The Sixth Circuit closed the class-action doors on classes based on violations of various state consumer protection laws yesterday. In Pilgrim v. Universal Health Card, LLC, Case No. 10-3211/3475, the Sixth Circuit affirmed the Northern District of Ohio’s decision to strike the class allegations in the plaintiffs’ complaint. Plaintiffs alleged that Universal Health Card, LLC (“Universal”) and Coverdell & Company engaged in deceptive practices in the advertisement of their healthcare discount membership program and sought to represent a nationwide class of all people who had joined the program. Universal filed a motion to strike the class allegations, which the district court granted. The district court reasoned that under Ohio’s choice of law rules, each class member’s claim would have to be analyzed under the law of their home state. Because the differences in state consumer protection laws would outweigh any common issues of fact Plaintiffs may establish, the court held that the class failed to meet the predominance requirement under Rule 23(b)(3).
The Sixth Circuit found no abuse of discretion in the district court’s holding for three reasons. First, Ohio’s choice of law rules are clear that the consumer protection laws of the state where each injury took place would govern the claims and because the consumer protection laws of the affected states varied in material ways, “no common legal issues favor a class-action approach to resolving” the dispute. Second, even if a class could overcome varied legal standards with “considerable factual overlap,” that was not the case with plaintiffs’ alleged class. Since the defendants’ program operated differently in different states, the facts would vary from place to place. Third, the decision was consistent with decisions from the Sixth Circuit and other courts that refused to permit a nationwide class that would be analyzed under the laws of different states.

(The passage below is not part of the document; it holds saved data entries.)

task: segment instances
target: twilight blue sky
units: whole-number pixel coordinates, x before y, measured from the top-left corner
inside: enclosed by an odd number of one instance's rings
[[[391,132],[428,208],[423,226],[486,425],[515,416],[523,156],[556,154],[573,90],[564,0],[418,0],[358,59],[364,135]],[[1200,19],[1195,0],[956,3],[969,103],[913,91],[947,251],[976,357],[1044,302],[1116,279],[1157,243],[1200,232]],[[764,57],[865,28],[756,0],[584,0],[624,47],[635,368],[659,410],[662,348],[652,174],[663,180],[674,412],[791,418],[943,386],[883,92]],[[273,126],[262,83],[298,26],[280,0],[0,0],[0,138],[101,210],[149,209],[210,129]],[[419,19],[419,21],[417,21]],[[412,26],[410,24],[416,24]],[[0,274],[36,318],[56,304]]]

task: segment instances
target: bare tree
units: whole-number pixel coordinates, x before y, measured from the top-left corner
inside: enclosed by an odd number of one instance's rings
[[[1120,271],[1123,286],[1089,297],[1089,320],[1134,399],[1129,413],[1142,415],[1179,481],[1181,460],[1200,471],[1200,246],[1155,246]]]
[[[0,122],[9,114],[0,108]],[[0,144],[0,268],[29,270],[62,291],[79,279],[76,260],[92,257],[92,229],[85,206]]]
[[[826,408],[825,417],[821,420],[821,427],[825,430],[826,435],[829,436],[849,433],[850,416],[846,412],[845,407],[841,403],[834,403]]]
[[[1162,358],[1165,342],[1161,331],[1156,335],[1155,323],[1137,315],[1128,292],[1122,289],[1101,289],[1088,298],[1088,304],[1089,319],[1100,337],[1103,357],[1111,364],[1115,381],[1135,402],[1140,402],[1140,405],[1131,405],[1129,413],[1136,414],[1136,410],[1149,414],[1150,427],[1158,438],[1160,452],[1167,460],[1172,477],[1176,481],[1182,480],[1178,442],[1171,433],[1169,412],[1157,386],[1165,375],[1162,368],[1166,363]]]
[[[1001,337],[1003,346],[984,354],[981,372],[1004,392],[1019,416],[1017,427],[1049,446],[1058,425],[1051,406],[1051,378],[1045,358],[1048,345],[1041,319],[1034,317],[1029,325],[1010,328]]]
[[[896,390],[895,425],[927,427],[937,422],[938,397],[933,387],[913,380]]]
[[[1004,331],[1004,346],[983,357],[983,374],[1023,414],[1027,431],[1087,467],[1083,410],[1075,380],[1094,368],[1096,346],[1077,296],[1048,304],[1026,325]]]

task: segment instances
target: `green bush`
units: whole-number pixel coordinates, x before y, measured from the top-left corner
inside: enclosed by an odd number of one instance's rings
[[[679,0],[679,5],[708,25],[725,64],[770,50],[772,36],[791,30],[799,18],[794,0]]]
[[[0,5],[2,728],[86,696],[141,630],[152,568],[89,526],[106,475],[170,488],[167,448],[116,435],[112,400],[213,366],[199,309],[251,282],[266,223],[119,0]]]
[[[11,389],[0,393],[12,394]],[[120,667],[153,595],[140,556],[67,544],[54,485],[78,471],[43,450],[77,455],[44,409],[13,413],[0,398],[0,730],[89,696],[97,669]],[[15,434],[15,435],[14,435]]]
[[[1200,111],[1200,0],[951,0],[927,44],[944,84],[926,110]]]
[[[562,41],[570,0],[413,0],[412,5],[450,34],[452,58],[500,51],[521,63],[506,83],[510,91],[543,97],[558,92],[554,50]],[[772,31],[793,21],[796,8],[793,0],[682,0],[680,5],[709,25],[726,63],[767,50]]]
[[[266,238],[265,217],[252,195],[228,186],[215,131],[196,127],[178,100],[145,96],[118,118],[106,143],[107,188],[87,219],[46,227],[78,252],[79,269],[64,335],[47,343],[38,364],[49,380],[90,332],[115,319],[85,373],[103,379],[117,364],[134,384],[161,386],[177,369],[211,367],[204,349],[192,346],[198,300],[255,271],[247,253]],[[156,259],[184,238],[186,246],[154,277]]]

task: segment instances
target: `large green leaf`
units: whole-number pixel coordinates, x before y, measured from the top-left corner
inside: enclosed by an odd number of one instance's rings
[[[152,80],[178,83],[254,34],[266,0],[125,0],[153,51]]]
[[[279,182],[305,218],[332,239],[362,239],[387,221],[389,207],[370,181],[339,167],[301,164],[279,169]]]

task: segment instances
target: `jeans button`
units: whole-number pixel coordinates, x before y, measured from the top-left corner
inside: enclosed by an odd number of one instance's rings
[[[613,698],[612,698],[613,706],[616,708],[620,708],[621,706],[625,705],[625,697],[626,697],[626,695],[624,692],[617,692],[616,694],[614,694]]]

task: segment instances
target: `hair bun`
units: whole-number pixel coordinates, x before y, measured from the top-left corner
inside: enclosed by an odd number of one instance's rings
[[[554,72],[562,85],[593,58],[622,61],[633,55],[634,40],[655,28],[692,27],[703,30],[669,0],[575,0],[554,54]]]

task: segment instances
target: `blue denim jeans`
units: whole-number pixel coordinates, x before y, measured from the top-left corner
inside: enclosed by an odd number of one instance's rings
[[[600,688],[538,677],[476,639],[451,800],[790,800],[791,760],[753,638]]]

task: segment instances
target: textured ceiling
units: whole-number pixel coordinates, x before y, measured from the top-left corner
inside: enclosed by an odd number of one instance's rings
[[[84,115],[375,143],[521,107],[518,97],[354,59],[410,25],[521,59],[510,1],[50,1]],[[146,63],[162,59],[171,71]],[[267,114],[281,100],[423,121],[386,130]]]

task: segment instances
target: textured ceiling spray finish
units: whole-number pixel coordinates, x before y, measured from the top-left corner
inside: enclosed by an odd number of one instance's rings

Finally, the Sixth Circuit addressed the timing of the district court’s ruling on the defendants’ motion to strike class allegations, which came before plaintiffs’ had filed a motion to certify the class. The Sixth Circuit held that Rule 23(c)(1)(A) says nothing about waiting for the plaintiffs’ motion: “[t]hat the motion to strike came before the plaintiffs had filed a motion to certify the class does not by itself make the court’s decision reversibly premature.” The Sixth Circuit further held that plaintiffs’ desire for more discovery or time would have done nothing to change their conclusion.